表裏に宛名は書いておらず、差出人は不明だった。
便箋があまりにも白くて不気味な感じを演出していて、開けるのを少し躊躇うが、思いきって開けてみる。
中にはA 4プリントが四つ折されているのと、細長い高級紙に自分の名前と「5156386107」という10桁の番号と何が描いてあるかわからない丸型スタンプが押してあった。
なぜ自分の名前を?
この番号は?俺はなんかに応募した覚えは無いぞ…
そんなことが頭をめぐり、恐ろしさが増す。
まずは四つ折のプリントを開いてみる。
プリントにはびっしりと文字が埋めつくされていた。
『 当選者の皆様
この度は星の岡学園チュートリアル生にご当選おめでとうございます。
本校は再来年より、開校いたします。
つきましては、生徒指導の向上を図るため、付近の中学3年生の中から抽選にてチュートリアル生を募集しております。

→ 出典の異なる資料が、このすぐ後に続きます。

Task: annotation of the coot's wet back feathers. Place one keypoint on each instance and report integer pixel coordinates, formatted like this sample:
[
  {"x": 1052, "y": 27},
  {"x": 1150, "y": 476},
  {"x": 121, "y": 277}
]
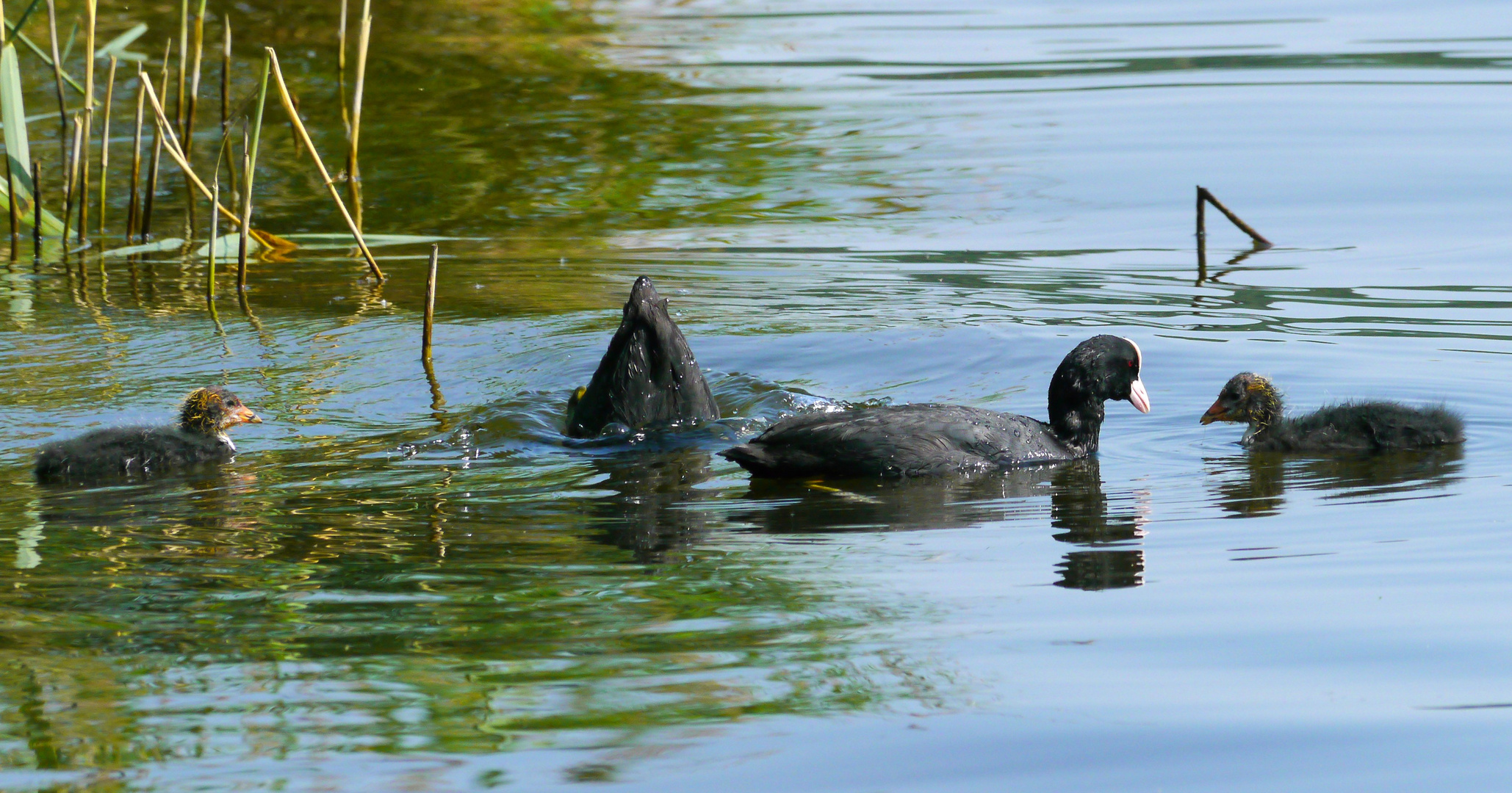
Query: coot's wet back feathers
[
  {"x": 927, "y": 440},
  {"x": 103, "y": 454},
  {"x": 1350, "y": 427},
  {"x": 646, "y": 378}
]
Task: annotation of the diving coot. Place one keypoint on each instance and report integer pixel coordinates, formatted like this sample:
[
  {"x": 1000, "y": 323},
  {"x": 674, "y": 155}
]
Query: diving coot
[
  {"x": 1352, "y": 427},
  {"x": 198, "y": 437},
  {"x": 646, "y": 378},
  {"x": 923, "y": 440}
]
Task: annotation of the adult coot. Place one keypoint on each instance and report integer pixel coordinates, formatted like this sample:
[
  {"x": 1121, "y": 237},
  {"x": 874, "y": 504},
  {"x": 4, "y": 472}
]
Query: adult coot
[
  {"x": 924, "y": 440},
  {"x": 1352, "y": 427},
  {"x": 198, "y": 437},
  {"x": 646, "y": 378}
]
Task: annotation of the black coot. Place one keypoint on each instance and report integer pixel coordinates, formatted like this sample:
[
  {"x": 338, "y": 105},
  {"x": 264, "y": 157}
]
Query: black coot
[
  {"x": 926, "y": 440},
  {"x": 646, "y": 378},
  {"x": 198, "y": 438},
  {"x": 1352, "y": 427}
]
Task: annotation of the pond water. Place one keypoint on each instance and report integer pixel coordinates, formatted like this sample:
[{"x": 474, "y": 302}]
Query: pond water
[{"x": 414, "y": 585}]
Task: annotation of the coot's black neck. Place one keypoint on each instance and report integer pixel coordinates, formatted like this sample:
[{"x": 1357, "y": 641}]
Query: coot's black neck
[{"x": 1076, "y": 419}]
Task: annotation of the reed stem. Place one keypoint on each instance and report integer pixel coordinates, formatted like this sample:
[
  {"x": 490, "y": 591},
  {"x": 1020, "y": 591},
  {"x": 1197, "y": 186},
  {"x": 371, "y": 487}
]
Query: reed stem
[
  {"x": 1206, "y": 195},
  {"x": 247, "y": 217},
  {"x": 215, "y": 197},
  {"x": 226, "y": 109},
  {"x": 430, "y": 305},
  {"x": 91, "y": 7},
  {"x": 194, "y": 82},
  {"x": 105, "y": 142},
  {"x": 250, "y": 171},
  {"x": 158, "y": 150},
  {"x": 341, "y": 68},
  {"x": 82, "y": 165},
  {"x": 58, "y": 79},
  {"x": 353, "y": 175},
  {"x": 37, "y": 209},
  {"x": 73, "y": 177},
  {"x": 325, "y": 175},
  {"x": 176, "y": 151},
  {"x": 134, "y": 212},
  {"x": 184, "y": 64},
  {"x": 15, "y": 212}
]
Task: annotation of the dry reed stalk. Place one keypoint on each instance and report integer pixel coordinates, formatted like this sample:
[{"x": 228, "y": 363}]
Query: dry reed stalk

ぜひ、一度、当選者限定高校説明会へ足をはこんで下さい。
ご来場には予約が必要です公式サイトより同封の10桁のID を入力してください。
ご来場心よりお待ちしています。
公式サイト www. …』
読み終わった時、俺は信じられなかった。
何かの上手い詐欺に違いないと思った。
しかし俺は衝動的にスマホを手にして、検索アプリを起動していた。
大丈夫かな?
余計に不審になってきたが、不思議と信じられる気がしてきた。
書かれた番号を間違えないように打ち、虫眼鏡をタップする。
ヒットは1つ、星の丘学園公式ホームページとあった。
そこをタップしようと手を伸ばすが、躊躇う。
詐欺の線が捨てきれないからだ。
多分このサイトをタップすると、請求画面に飛んでしまうとかのワンクリック詐欺かなんかだろう。
しかし手は迷いもなく動いた。
すると大きく校舎と滅多に見れない、雲一つ無い青空が後ろに広がっている写真が表れ、その下に大きくログインと書かれていた。
またも手は迷いもなくそれをタップ。
無音でキーボードが現れた。
「えっ、何で?」
俺の慌ててる態度も構わず手はまるで誰かに支配されているかのように名前とID を打っていく。
「どうなってんだよ‼」
5156
「止まんない?」
俺は右手の人差し指に力をこめるがまるで麻痺したかの様に感覚が無い。
515638
「止まれ、止まれ、止まれ止まれ止まれ止まれ止まれ…」
51563861
「止めろー‼止まってくれぇー‼」
5156386107
そして手が確認ボタンへと伸びる。
「とまれげええええええええええ!!!!!!!!!!!」
フッと指先に感覚が戻った。
確認ボタンの僅か数ミリ手前で指はピタリと止まっていた。
俺の背中と頭は汗でびっしょりだった。
何が起こったんだ?
どうなってんだよ。
何でこんなことに?
こんなもの今すぐ棄ててやる。
その時タイミングよく母の和恵が入ってきた。
「ノックぐらいしろよ。」
「だってあなたがなんか叫んでいるから心配になって。」
「ああ、えと…」
このことを母に伝えるべきか迷う。
こんな超常現象誰かに言ったって理解されるはずが無い。
「ああ、えっと、ネットニュースに俺の好きな漫画が映画化されるってのを見てさ。」
あははと空笑いしてごまかす。
「全く、やめてよね、一生が終わるようなことに遭遇しちゃったのかと思ったじゃない。」
「やだなぁもう。」
母さんの言うことはあながち間違ってはなかった。
あーあやだやだ、これでも受験生かしら、なんとかいって母さんは部屋を出ていった。
まるで呼吸してないかのような状態に陥っていたため、とりあえず深呼吸をした。
とにかくこんなものは今すぐ捨てなきゃ。
紙を持って、くしゃくしゃに丸める。紙はもうどんなにアイロンをかけたりしようと、二度とシワがとれないくらいをシワでいっぱいにした。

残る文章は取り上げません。